Phy Content Safety Guard

PassAudited by ClawScan on Mar 22, 2026.

Overview

The skill's requirements and instructions are coherent with its stated purpose (a Gemini-based judge for outbound message filtering) and only ask for a single Google Generative API key, but review the prompts and safety-settings before production use.

This skill is conceptually coherent for running a Gemini-based judge, but do these checks before using it in production: - Inspect the SKILL.md's system prompt and any example code line-by-line. System prompts can strongly change model behavior; verify they don't instruct the judge (or your agent) to reveal or ignore secrets, to forward data to unknown endpoints, or to change platform policies. - Limit the GOOGLE_GENAI_API_KEY you provide: use a dedicated API key or service account with minimal permissions and budget/cost limits, rotate it regularly, and monitor usage and billing. - Pay attention to the 'relax Gemini's built-in safety filter' guidance.
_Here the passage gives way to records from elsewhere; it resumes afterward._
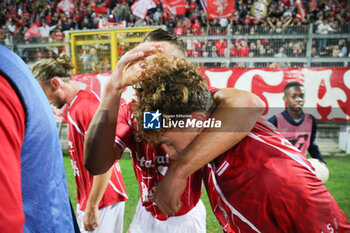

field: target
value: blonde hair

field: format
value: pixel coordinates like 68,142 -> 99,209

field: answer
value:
133,55 -> 214,140
32,53 -> 74,83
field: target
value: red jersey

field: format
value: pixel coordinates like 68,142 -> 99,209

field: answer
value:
276,113 -> 312,155
115,104 -> 202,220
67,90 -> 127,211
202,120 -> 350,233
0,75 -> 25,232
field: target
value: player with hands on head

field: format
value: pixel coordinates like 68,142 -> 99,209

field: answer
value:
32,53 -> 127,233
85,29 -> 264,232
0,45 -> 75,233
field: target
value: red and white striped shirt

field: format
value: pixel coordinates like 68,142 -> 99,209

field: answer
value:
115,104 -> 202,220
67,90 -> 128,211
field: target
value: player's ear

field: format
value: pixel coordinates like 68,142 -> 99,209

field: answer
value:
50,77 -> 61,90
283,93 -> 287,103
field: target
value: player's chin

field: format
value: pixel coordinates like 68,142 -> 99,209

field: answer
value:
293,105 -> 303,111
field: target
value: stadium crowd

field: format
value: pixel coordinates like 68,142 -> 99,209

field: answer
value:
0,0 -> 350,68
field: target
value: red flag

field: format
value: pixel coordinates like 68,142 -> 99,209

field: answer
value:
131,0 -> 156,19
162,0 -> 186,15
201,0 -> 235,19
57,0 -> 74,12
24,24 -> 41,39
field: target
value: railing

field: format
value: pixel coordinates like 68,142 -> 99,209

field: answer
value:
3,24 -> 350,70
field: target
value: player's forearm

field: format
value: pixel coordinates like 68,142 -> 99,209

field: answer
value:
84,83 -> 122,175
172,89 -> 265,177
86,168 -> 113,209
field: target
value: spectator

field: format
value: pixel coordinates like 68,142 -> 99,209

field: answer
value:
192,18 -> 202,36
153,8 -> 162,25
239,40 -> 249,57
0,46 -> 74,232
267,17 -> 293,34
39,22 -> 56,41
81,16 -> 93,29
275,47 -> 290,67
338,39 -> 348,57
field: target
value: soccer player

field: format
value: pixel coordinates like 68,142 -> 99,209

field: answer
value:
269,82 -> 325,164
134,56 -> 350,233
32,53 -> 127,233
85,29 -> 264,233
0,46 -> 74,233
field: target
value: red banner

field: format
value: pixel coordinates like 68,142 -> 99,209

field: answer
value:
55,68 -> 350,121
24,24 -> 41,39
201,0 -> 235,19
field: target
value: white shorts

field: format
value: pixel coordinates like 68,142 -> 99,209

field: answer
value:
128,200 -> 207,233
77,201 -> 125,233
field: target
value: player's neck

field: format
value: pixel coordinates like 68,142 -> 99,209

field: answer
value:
65,82 -> 82,104
287,108 -> 303,120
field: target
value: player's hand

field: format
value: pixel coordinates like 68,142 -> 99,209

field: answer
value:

That is reasonable for a judge pattern but increases the chance the judge will accept/see sensitive content — ensure this aligns with your compliance needs. - Decide fail-open vs fail-closed policy before deployment. The example defaults to fail-open (lets messages through on error); for high-risk products consider fail-closed. - Test the guard with your red-team cases in a sandboxed environment and audit logs for false negatives/positives and unexpected behavior. If you are not comfortable auditing prompts yourself, ask a security reviewer to validate the system prompt and example handler code before granting the API key or enabling the skill in production.